First, I lost myself, I say to Skeet, and then I saw it clearly and began the conscious work of construction. And after all these years I see now that it comes from a devotion to life.

But where, he wants to know, does that devotion come from? Is it outside of you or inside of you?

It is bigger than me.

That night in the south of France, there were no more stars, the sky was black. There was a low rumble when the sun still shone. When I was out walking by the river. First there was a short rain. And after I went back to the house, after I saw that Lev was gone, the true rain began to fall. The earth calling for it. I stayed inside and listened to the sudden violet storm, counting the seconds between lightning flashes. I sat outside on the slippery stone steps. Lightning moving closer. Strike me.

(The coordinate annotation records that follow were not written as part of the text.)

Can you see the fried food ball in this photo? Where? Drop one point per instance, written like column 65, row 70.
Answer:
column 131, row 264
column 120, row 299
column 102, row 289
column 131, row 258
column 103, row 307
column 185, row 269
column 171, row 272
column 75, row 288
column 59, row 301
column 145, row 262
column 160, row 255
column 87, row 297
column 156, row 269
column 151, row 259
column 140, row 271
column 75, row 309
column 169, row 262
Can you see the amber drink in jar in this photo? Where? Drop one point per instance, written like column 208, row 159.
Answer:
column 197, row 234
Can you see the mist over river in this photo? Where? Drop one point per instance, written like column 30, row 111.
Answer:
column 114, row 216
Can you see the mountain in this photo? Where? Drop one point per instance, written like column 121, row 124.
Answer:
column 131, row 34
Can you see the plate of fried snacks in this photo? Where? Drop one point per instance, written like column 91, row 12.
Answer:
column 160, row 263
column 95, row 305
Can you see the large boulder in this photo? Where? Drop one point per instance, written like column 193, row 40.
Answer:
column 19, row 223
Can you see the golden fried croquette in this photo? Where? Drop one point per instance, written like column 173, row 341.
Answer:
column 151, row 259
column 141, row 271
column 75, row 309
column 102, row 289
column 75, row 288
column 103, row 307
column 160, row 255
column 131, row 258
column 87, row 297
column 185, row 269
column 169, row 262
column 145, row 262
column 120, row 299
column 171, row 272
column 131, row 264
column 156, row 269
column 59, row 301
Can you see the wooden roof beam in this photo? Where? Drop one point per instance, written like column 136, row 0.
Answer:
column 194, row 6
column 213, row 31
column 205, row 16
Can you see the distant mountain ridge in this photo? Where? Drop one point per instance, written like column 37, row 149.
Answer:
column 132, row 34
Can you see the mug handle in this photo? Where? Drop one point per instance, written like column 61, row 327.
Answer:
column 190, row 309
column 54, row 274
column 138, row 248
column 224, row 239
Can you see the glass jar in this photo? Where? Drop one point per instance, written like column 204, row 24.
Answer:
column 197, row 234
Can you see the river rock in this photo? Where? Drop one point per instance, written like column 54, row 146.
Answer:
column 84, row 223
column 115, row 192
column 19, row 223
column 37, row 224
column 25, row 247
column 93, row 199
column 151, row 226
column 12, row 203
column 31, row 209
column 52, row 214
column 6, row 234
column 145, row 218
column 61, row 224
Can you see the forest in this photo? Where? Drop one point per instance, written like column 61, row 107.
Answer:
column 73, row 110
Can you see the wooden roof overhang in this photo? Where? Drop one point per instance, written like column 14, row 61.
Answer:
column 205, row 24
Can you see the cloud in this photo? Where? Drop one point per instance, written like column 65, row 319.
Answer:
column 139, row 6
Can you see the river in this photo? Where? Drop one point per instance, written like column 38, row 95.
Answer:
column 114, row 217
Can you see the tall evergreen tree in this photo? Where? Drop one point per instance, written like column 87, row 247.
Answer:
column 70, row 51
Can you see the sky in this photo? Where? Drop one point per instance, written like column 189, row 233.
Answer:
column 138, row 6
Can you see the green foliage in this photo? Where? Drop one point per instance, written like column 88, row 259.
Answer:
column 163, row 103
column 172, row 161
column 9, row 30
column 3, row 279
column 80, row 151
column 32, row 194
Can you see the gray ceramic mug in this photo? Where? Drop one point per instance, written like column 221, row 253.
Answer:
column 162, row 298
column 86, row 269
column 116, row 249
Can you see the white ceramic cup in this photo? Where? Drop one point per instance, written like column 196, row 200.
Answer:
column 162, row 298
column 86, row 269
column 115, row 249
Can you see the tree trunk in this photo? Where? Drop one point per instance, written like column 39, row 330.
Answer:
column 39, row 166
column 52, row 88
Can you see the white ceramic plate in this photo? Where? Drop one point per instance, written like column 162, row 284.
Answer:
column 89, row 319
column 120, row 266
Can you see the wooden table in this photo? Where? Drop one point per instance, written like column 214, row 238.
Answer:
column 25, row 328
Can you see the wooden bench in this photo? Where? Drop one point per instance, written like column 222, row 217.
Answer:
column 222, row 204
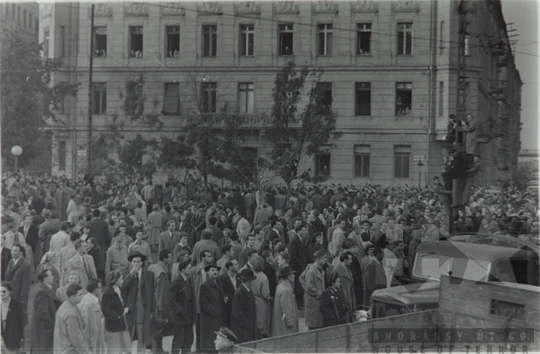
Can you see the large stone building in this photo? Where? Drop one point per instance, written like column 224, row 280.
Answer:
column 390, row 66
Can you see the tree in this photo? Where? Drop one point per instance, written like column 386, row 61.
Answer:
column 28, row 99
column 297, row 134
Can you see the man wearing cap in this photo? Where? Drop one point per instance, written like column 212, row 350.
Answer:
column 244, row 322
column 285, row 312
column 225, row 340
column 138, row 290
column 212, row 301
column 181, row 302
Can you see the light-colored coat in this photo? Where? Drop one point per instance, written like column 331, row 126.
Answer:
column 315, row 285
column 285, row 313
column 68, row 331
column 94, row 325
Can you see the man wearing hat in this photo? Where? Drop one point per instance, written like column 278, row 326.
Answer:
column 138, row 289
column 244, row 322
column 212, row 302
column 225, row 340
column 285, row 312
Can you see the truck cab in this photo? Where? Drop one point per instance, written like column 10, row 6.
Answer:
column 480, row 258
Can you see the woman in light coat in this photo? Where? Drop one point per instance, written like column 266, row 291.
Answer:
column 285, row 312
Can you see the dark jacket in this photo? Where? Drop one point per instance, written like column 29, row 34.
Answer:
column 181, row 301
column 244, row 322
column 45, row 305
column 211, row 300
column 129, row 294
column 13, row 329
column 228, row 290
column 113, row 310
column 333, row 307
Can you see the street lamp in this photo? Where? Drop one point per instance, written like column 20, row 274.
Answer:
column 16, row 151
column 420, row 164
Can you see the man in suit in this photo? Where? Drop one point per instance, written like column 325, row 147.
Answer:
column 375, row 276
column 138, row 294
column 181, row 303
column 5, row 256
column 30, row 230
column 82, row 263
column 244, row 322
column 230, row 281
column 19, row 273
column 45, row 305
column 168, row 239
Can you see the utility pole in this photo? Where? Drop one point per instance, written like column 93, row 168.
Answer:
column 90, row 92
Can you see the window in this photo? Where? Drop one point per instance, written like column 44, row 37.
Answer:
column 209, row 41
column 208, row 94
column 61, row 156
column 247, row 35
column 402, row 156
column 286, row 39
column 245, row 97
column 171, row 101
column 99, row 100
column 173, row 41
column 363, row 99
column 325, row 39
column 363, row 45
column 135, row 45
column 63, row 41
column 100, row 41
column 46, row 35
column 403, row 98
column 404, row 38
column 361, row 160
column 441, row 97
column 326, row 88
column 322, row 164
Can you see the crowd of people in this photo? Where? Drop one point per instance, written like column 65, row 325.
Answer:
column 114, row 263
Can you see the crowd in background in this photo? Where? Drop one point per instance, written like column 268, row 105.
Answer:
column 151, row 260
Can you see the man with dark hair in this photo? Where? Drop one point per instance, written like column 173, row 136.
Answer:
column 45, row 305
column 230, row 280
column 181, row 303
column 19, row 273
column 69, row 325
column 162, row 276
column 205, row 244
column 138, row 291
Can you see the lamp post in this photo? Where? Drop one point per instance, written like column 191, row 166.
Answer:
column 16, row 151
column 420, row 164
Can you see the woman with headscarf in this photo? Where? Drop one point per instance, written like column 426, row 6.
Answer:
column 114, row 311
column 48, row 262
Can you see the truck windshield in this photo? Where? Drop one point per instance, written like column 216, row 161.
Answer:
column 431, row 266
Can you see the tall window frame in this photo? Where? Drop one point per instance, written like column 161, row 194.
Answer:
column 286, row 38
column 247, row 39
column 246, row 97
column 402, row 161
column 362, row 157
column 363, row 99
column 209, row 40
column 325, row 42
column 99, row 98
column 172, row 34
column 404, row 38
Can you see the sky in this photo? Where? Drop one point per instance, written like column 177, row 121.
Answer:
column 524, row 15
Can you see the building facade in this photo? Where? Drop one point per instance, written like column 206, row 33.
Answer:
column 391, row 68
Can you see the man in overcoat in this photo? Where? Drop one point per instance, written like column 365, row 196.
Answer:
column 45, row 306
column 138, row 294
column 211, row 299
column 244, row 321
column 181, row 303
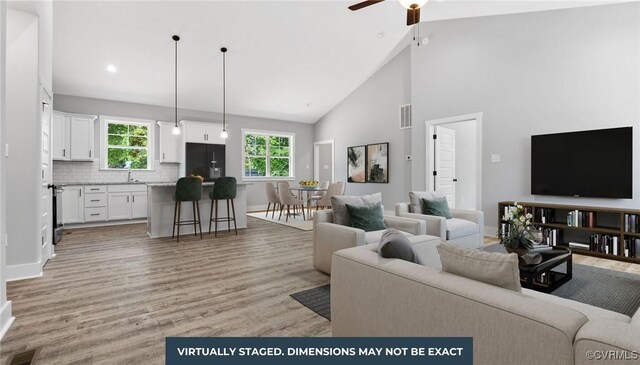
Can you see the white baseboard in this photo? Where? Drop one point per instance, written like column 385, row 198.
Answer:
column 257, row 208
column 6, row 319
column 24, row 271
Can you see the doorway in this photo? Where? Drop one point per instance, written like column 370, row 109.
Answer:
column 324, row 161
column 454, row 159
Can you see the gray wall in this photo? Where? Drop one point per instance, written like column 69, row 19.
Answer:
column 531, row 73
column 22, row 170
column 256, row 194
column 371, row 115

There is no edge between the sorrow and the rain. I run out into the storm and feel its sullen chaos. Rain pricks my skull. Already this rain between us, erasing everything. Your dry footsteps. Sun glimmering through the spaces between every leaf, a cache of ancient gold. High larks filling the silverblue dawn. Ditches red like the first poppy you ever saw, dark-hearted and delicate. Your paintings so heavy I can’t even hold them in one hand. It’s all paint, you say, squinting in the sun. Paint upon paint, no money for new canvases. And they completely change. In the morning I wake up and everything that was dark is now white. Everything that was white is now black. You say that over time black on black becomes white on white. The edges are an archaeology of colour. The whip of white paint trailing along the foreground, the brush flicks from your hand like another perfect finger.

The truth is, no matter how close you get to another person, it will never be close enough.

We need the spaces in between, Lev says. The not-knowing. In between, the world is real.

But the most important thing is the thing we will never know.

I look around the large room. How an open door and upturned papers can contain violence. I oscillate between numbness and a wretchedness that comes in waves, the kind that can pull you under. I am vile and old. Cracked, dull, lined, hollowed. Though when I flash in the mirror as I move by the front door, dark as a crow, this is not what is reflected back. I am a rain-ruined figure, but it is only my eyes that look off. It is only the old who look older in tragedy.

I wanted to see Lev go. That he has vanished makes no sense. I understand now why people want to see the dead. The open casket, the body dressed in finery for the angel of death. Glasses on unseeing eyes, jewellery, a bloodless decoration outlasting skin. Hair combed—untidy is diabolical. We so obviously want to witness the goodbye. As though our observances will lessen the fact that people can just vanish. But where do they go? The child’s question and the adult’s question are the same.

Lev’s cries in his sleep, warning calls. The one sound the recorder of sounds refuses to recognize. In rapture there is no room for anything else. Not even like a storm where there is calm in the eye. Rapture is a place where beauty rests entire. But I am reminded that everything is temporary. Nothing lasts. I try to picture his hands. I can see them perfectly. I know how he’s boned. The things that cannot be led away without witness. Still, the rain falls.

What are you thinking about? Skeet asks.

Weather, I tell him.

We don’t have a lot of time, he says. At the same moment we both realize how absurd this is. Like wrongly timed laughter that comes when moving furniture. Or at a funeral. Skeet’s laugh is low and infectious and makes me laugh.

I’ve lost my sense of time.

Maybe that’s a good thing.

I remember strange things, I say.

Like what?

I don’t know. Ridiculous things, like houseflies buzz in the key of F. Crustaceans are instrumentalists. Or during social moments in unusual surroundings, seahorses turn bright colours. Then I think of my father, for instance. I never had much time with him as a child, but sometimes we would say the same thing at the exact same moment. Something uncommon like, Through the din.

There is a sound above. Hold that thought, he says.